Awesome
Saiency Map-aided GAN for RAW2RGB Mapping
The PyTorch implementations and guideline for Saiency Map-aided GAN for RAW2RGB Mapping.
1 Implementations
Before running it, please ensure the environment is Python 3.6
and PyTorch 1.0.1
.
1.1 Train
If you train it from scratch, please download the saliency map generated by a pre-trained SalGAN.
Stage 1:
python train.py --pre_train True
--epochs 10
--lr_g 0.0002
--in_root [the path of TrainingPhoneRaw]
--out_root [the path of TrainingCanonRGB]

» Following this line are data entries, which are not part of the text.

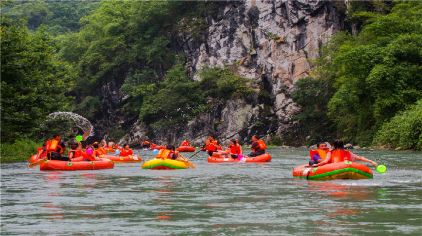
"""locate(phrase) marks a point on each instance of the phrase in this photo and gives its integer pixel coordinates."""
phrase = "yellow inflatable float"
(165, 164)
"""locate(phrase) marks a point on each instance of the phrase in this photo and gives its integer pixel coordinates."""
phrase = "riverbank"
(18, 151)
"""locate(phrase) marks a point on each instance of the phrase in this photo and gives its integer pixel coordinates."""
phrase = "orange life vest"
(340, 155)
(163, 154)
(321, 152)
(262, 144)
(185, 143)
(52, 145)
(235, 149)
(125, 152)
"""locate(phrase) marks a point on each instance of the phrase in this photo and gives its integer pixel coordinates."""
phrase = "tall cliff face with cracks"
(273, 44)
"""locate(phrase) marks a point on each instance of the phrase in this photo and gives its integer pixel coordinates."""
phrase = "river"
(213, 199)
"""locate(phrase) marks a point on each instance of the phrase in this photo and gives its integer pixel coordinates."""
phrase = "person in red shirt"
(339, 154)
(258, 146)
(185, 143)
(126, 151)
(235, 149)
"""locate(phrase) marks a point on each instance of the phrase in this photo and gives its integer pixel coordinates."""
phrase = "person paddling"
(258, 146)
(185, 143)
(320, 154)
(55, 149)
(340, 154)
(126, 151)
(235, 149)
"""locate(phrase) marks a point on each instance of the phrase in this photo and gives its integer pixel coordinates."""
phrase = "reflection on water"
(213, 199)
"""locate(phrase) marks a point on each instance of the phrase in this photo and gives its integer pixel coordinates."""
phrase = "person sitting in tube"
(340, 154)
(319, 154)
(258, 146)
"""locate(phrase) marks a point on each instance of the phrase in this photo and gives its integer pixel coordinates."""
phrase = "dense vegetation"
(373, 76)
(74, 55)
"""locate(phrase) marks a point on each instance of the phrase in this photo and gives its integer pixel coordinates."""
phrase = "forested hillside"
(134, 67)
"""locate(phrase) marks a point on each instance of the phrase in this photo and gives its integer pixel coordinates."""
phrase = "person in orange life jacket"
(258, 146)
(319, 154)
(99, 151)
(75, 152)
(169, 152)
(55, 149)
(126, 151)
(89, 154)
(145, 144)
(211, 145)
(235, 149)
(339, 154)
(185, 143)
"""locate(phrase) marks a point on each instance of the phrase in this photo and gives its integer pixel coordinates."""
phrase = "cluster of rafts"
(340, 170)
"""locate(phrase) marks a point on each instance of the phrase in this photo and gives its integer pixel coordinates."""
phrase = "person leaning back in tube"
(211, 145)
(235, 149)
(258, 146)
(126, 151)
(339, 154)
(169, 152)
(55, 149)
(185, 143)
(320, 154)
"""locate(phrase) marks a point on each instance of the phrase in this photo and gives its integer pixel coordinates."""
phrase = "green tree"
(33, 81)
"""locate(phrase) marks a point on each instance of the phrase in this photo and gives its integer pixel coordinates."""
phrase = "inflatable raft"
(166, 164)
(340, 170)
(77, 165)
(126, 159)
(217, 158)
(186, 149)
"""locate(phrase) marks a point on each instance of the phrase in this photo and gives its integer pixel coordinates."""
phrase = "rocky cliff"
(272, 43)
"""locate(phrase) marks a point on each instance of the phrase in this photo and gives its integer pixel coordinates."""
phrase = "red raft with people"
(338, 170)
(220, 158)
(186, 149)
(76, 165)
(123, 159)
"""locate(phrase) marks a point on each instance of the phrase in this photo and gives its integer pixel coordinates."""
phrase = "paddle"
(381, 169)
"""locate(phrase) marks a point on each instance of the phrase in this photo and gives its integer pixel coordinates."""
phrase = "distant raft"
(186, 149)
(218, 158)
(166, 164)
(125, 159)
(77, 165)
(339, 170)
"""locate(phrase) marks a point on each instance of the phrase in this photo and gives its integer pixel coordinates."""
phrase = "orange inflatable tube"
(125, 159)
(218, 158)
(78, 165)
(186, 149)
(339, 170)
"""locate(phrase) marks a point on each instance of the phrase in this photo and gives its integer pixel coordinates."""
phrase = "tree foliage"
(33, 81)
(376, 73)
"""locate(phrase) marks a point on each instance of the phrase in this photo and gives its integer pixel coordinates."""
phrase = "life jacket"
(262, 144)
(211, 146)
(185, 143)
(52, 145)
(100, 151)
(235, 149)
(125, 152)
(76, 153)
(163, 154)
(340, 155)
(320, 152)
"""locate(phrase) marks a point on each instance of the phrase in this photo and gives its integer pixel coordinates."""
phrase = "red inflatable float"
(186, 149)
(126, 159)
(218, 158)
(78, 165)
(338, 170)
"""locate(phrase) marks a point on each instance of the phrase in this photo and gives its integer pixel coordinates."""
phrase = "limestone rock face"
(269, 42)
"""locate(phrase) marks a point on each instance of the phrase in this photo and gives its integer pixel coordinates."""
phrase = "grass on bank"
(18, 151)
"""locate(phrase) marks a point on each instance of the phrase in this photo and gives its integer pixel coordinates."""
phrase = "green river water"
(213, 199)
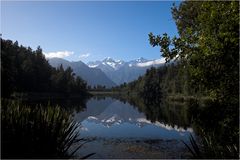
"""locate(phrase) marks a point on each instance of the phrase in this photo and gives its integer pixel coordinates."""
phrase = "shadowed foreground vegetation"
(38, 132)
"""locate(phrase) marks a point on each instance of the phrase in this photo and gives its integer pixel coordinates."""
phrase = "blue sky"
(88, 31)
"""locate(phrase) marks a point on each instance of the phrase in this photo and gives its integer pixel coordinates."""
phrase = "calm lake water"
(120, 129)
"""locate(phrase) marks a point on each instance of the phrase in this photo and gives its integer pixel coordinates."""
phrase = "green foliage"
(37, 132)
(167, 80)
(209, 148)
(208, 45)
(25, 70)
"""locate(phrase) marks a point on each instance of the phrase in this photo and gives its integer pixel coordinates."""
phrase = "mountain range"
(108, 72)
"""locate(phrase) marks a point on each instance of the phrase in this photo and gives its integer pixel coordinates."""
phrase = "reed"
(38, 132)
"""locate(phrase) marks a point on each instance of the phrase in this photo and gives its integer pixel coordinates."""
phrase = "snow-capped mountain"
(120, 71)
(93, 76)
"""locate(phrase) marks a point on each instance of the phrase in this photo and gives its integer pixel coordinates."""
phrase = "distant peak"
(108, 59)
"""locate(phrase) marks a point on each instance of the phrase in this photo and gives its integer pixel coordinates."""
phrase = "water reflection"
(112, 118)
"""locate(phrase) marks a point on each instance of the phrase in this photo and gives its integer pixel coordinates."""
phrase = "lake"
(120, 128)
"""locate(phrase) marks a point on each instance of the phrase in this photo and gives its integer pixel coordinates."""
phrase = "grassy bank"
(37, 132)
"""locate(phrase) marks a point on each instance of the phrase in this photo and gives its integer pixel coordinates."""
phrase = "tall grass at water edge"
(38, 132)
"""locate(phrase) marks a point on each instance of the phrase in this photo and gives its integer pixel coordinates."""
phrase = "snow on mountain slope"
(120, 71)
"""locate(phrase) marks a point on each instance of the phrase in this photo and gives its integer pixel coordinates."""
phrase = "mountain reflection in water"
(112, 120)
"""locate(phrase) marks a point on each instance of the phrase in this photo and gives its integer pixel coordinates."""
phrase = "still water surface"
(123, 130)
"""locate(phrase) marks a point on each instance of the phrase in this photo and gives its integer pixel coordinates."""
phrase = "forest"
(202, 62)
(25, 70)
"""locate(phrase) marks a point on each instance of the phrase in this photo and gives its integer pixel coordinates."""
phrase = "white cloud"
(84, 55)
(149, 63)
(58, 54)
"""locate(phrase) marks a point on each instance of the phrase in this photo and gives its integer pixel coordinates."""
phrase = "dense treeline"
(207, 50)
(172, 79)
(26, 70)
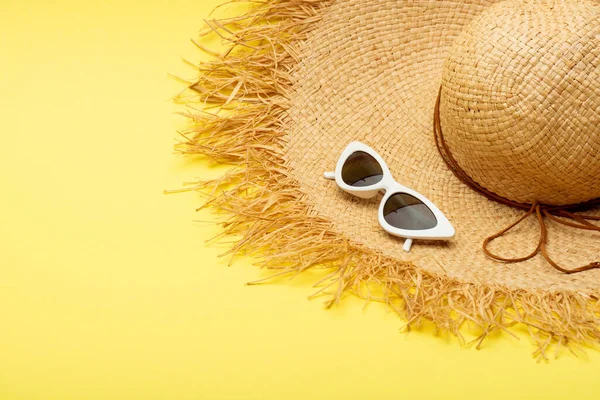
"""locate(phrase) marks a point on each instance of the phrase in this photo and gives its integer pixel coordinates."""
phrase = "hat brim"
(321, 74)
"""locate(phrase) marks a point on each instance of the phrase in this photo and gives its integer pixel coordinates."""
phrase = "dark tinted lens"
(404, 211)
(361, 169)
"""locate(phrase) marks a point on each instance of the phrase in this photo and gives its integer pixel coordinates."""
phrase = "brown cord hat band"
(540, 211)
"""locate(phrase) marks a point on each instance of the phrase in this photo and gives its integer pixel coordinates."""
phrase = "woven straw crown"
(520, 114)
(520, 106)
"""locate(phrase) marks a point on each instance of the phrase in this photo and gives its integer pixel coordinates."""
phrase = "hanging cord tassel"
(555, 214)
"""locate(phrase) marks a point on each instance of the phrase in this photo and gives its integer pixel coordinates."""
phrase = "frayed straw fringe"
(238, 112)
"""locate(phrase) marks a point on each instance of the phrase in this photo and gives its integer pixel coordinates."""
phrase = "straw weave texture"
(371, 72)
(300, 79)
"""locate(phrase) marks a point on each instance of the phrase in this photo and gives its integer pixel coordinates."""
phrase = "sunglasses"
(403, 212)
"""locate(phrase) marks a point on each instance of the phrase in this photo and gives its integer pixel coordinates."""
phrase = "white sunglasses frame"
(442, 231)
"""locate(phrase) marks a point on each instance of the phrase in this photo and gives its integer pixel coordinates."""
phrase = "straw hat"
(514, 90)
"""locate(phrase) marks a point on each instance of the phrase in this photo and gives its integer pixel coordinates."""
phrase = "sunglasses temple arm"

--sal_root [the path of TrainingCanonRGB_saliency]
Stage 2:
python train.py --pre_train False
--load_name [the pre-trained model from the first stage]
--epochs 30
--lr_g 0.0001
--in_root [the path of TrainingPhoneRaw]
--out_root [the path of TrainingCanonRGB]
--sal_root [the path of TrainingCanonRGB_saliency]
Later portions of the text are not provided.